Thanks to Richard Ngo for his inimitable combination of encouragement and skepticism that helped sharpen the ideas in this essay.
Agree on the main point: Collaboration is what made humans special, and is the ultimate meta problem of humanity. The difficulty is in finding a balance between the cohesion needed for problem solving, and the individual liberty needed for innovation. How do we balance that? Can we use AI to help? Who knows, I’m researching on this topic…

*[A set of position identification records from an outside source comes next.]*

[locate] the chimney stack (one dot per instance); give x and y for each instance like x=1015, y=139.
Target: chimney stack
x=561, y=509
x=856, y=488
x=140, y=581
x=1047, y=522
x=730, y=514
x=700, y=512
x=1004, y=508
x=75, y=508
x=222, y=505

Minor point 1: The Victorians and the Qings excluded large parts of their population from effective collaboration, which meant that they are less effective at solving problems, and also curtailed individual freedom. Human history may be seen as finding ways to have large scale collaboration, and failing, in some cases.
Minor point 2: Effective altruism ranks problems. This is fundamentally ineffective. In whose framework does one problem rank higher? How is any ranking justified? EA ignores the fact that human progress happens in collectives, which benefits when each of us are exercising our most individual contributions, not when we are submitting ourselves to “a higher-ranking good”.
Great analysis and writing btw! Loved to read careful thoughts and similar insights!
1) Do you think that cooperation and understanding are "natural"/"default" ?
2) If so, what do you think the main bottlenecks to these likely are?